В 1861 году вышел в свет первый роман Достоевского, написанный им после каторги, – «Униженные и оскорбленные», в котором выразилось сочувствие автора «маленьким людям», подвергающимся беспрестанным оскорблениям сильных мира сего. Огромное общественное значение приобрели «Записки из мертвого дома» (1861–1863), задуманные и начатые Достоевским еще на каторге. В 1863 году в журнале «Время» были напечатаны «Зимние заметки о летних впечатлениях», в которых писатель подверг критике системы политических убеждений Западной Европы. В 1864 году были опубликованы «Записки из подполья» – своеобразная исповедь Достоевского, в которой он отрекался от прежних идеалов, любви к человеку, от веры в правду любви.

В 1866 году был издан роман "Преступление и наказание" – один из наиболее значительных романов писателя, а в 1868 году – роман «Идиот», в котором Достоевский попытался создать образ положительного героя, противостоящего жестокому миру хищников.

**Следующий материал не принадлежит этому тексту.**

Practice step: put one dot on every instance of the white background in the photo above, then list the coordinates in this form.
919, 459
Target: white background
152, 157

В 1864 г. написаны «Записки из подполья». В них дан портрет интеллигентского разума - изощренного, склонного к парадоксам, играющего

логическими противоречиями. Этот разум, декларирующий абсолютную свободу воли, создает иллюзию господства над людьми, превосходства и обладания ими.

Лекция Макеева:

Возвращается с каторги в 1860 г. С 1860 г получает возможность жить в Питере. Стремится вернуться в литературную жизнь. Амбиции Достоевского расширились. Он считал себя носителем истины. Первые вещи, написанные после каторги, не имеют никаких следов каторги. Достоевский пишет небольшие повести ("Село Степанчиково и его обитатели "). Достоевский дезориентирован. Идиллический и успокоительный настрой "Села". С этим настроем контрастирует образ Фомы Опискина. Мелкий злодей. Карикатура на Гоголя. Биографические причины? Личная обида? Гоголь Достоевскому мешал как соперник, как претендент на место пророка, некоего нового типа пророка, который обладает истиной, а право на истину дает ему то, что он очень хороший писатель.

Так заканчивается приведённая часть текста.